Quick. In the next three minutes, write down the names of as many black Catholic saints as you can.
How many did you get? 20? 15? 10? 5?
This was the start of Dr. Camille Brown’s talk on African Saints during the Diocese’s recent pilgrimage to the National Shrine in Washington, D.C. Many in the crowd had two or three names of African saints by the end of the exercise, but had many more by the end of Dr. Brown’s talk.
“Telling their stories is vital,” Dr. Brown, the associate superintendent for school leadership and community programs for the Archdiocese of Baltimore, said to the crowd gathered in the Queen of Missions Chapel in the Basilica. Dr. Brown added that African saints have wonderful stories, but they are seldom discussed. Take for example Moses’ wife, Zipporah.
“Aaron and Miriam (Moses’ siblings) were on his case because he married a Cushite woman,” Dr. Brown said. “She was a woman of color.”
Dr. Brown added that throughout the Bible, there are many geographical references to the African continent, but we often don’t recognize where these areas are.
“In Acts, there is a story of Philip and an Ethiopian man,” Dr. Brown said. Philip baptized this man, who then returned to his native land. “Because of this text, we know that Christianity was in Africa in the first century.”
Dr. Brown shared many stories of African saints, and those on the path to sainthood, who were martyrs for the Church, including St. Maurice and the Theban Legion. This legion was sent to kill Christians and ordered to worship pagan gods.
“He (St. Maurice) refused. He was given many chances and each time, refused,” Dr. Brown said. “All of his men also refused.” Dr. Brown added the entire Legion, more than 6,000 men, was killed 10 men at a time, in an effort to change their minds.

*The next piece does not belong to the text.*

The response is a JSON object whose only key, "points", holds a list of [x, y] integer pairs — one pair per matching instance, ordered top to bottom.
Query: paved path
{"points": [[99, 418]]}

Another story Dr. Brown shared was about St. Moses the Black. Described as an “outlaw saint,” Moses the Black was a slave, but was so bad, he was kicked out of his master’s house. He ended up on the streets, robbing and being a “villain.”
“He had a conversion and became a monk,” Dr. Brown said. “He was the outlaw saint and his story offers the hope that anyone can change.”
“The Church welcomes everyone and calls everyone to a life of holiness,” Dr. Brown added. “It’s important that we get these stories out. There are countless saints of African descent.”
Those who attended Dr. Brown’s talk left knowing far more about the many African saints within the Catholic Church, with many expressing they intended to learn more.
“I thought the talk was excellent,” said Pearlie Ragsdale, a parishioner of St. Francis of Assisi Parish in Harrisburg. “Some of the saints which were mentioned, I knew about, but there are (at least) two I never heard of. When I get home, I’m going to do some research on them. I really enjoyed it.”